4. Learn database basics and deal with large-scale data storage
When the amount of data you’re crawling back is small, you can store it as a document, but once the amount of data is large, it’s a little hard to do. Therefore, it is necessary to master a kind of database. Learning the current mainstream MongoDB, Redis is OK (MySql can understand). MongoDB makes it easy to store unstructured data, such as text of various comments, links to images, etc. You can also use PyMongo to make it easier to manipulate MongoDB in Python. Because the database knowledge to be used here is actually very simple, mainly data how to enter the library, how to extract, in need of time to learn on the line.

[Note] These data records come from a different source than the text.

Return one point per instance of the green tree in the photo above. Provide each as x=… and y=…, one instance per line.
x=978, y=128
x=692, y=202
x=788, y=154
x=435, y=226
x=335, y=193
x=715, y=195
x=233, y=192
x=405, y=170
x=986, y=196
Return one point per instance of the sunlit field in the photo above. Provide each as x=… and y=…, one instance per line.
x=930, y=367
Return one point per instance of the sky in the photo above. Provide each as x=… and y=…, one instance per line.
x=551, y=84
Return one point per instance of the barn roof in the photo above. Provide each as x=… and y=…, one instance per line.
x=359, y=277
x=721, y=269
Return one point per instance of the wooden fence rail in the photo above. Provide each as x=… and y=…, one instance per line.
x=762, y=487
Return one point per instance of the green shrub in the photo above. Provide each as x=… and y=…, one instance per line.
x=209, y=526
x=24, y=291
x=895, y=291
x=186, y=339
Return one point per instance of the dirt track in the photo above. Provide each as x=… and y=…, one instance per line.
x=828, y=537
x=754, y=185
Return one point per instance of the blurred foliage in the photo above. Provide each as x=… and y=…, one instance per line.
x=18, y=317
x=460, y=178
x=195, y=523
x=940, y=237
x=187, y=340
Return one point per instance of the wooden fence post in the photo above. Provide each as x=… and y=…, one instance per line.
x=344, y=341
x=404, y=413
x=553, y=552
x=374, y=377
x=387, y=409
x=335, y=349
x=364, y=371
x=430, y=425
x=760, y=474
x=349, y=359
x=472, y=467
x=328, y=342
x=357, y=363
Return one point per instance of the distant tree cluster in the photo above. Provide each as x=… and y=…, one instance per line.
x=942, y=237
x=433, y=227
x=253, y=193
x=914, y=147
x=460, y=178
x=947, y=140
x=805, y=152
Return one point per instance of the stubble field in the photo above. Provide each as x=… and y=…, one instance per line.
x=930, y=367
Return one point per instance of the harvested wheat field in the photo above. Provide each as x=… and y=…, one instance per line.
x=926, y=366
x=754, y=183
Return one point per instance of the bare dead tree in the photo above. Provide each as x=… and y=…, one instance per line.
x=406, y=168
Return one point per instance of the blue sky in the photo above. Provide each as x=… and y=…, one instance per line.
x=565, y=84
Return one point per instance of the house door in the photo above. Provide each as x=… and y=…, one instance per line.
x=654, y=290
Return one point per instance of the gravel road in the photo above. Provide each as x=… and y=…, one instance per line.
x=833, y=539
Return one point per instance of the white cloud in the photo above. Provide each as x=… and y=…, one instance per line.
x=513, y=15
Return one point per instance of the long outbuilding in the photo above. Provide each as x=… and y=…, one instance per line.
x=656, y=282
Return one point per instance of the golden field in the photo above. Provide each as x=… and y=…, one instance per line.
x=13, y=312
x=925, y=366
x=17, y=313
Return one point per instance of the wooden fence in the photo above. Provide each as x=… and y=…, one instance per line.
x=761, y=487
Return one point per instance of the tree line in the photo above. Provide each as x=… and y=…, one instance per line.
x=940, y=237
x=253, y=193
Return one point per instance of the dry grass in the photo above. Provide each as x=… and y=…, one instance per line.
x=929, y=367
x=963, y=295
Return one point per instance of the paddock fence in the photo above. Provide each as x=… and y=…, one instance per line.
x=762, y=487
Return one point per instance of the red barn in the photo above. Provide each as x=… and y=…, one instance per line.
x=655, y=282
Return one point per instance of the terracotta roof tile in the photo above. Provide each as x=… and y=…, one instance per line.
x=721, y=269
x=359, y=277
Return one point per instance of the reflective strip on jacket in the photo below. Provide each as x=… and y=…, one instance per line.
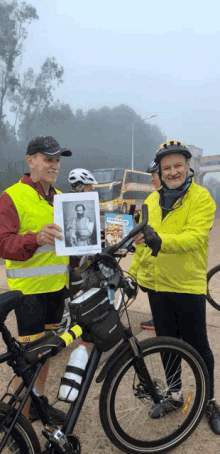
x=181, y=264
x=44, y=272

Of course, there will be some desperation in the crawler process, such as blocked IP, strange captacks, userAgent access restrictions, dynamic loading, etc. Encountered these anti-crawler means, of course, also need some advanced skills to deal with, such as access frequency control, the use of proxy IP pool, packet capture, verification code OCR processing and so on. Often websites tend to prefer the former between efficient development and anti-crawler, which also provides space for crawlers, master these anti-crawler skills, the vast majority of websites have been difficult to you.
6. Distributed crawler to achieve large-scale concurrent collection
It won’t be a problem to crawl basic data, your bottleneck will focus on how efficiently you can crawl massive amounts of data. At this point, I believe you will naturally come across a very impressive name: distributed crawler. Distributed this thing, sounds very scary, but in fact is the use of multi-threading principle to allow multiple crawlers to work at the same time, you need to master the three tools Scrapy + MongoDB + Redis. Scrapy is used for basic page crawls, MongoDB for data to crawl, and Redis for page queues to crawl. So some things look scary, but when you break them down, they’re just that. When you can write distributed crawlers, then you can try to build some basic crawler architecture to achieve more automated data retrieval.
You see, this learning path, you can already become an old driver, very smooth. So at the beginning, try not to systematically nibble on something, find a practical project (start with something simple like douban or piglet), and start straight away. Because crawler technology does not require you to systematically master a language, nor does it require sophisticated database technology, effective posture is to learn these scattered knowledge points from actual projects, you can ensure that each time you learn the most needed part. Of course, the only trouble is that in the specific problem, how to find the specific part of the learning resources, how to screen and screening, is a big problem many beginners face.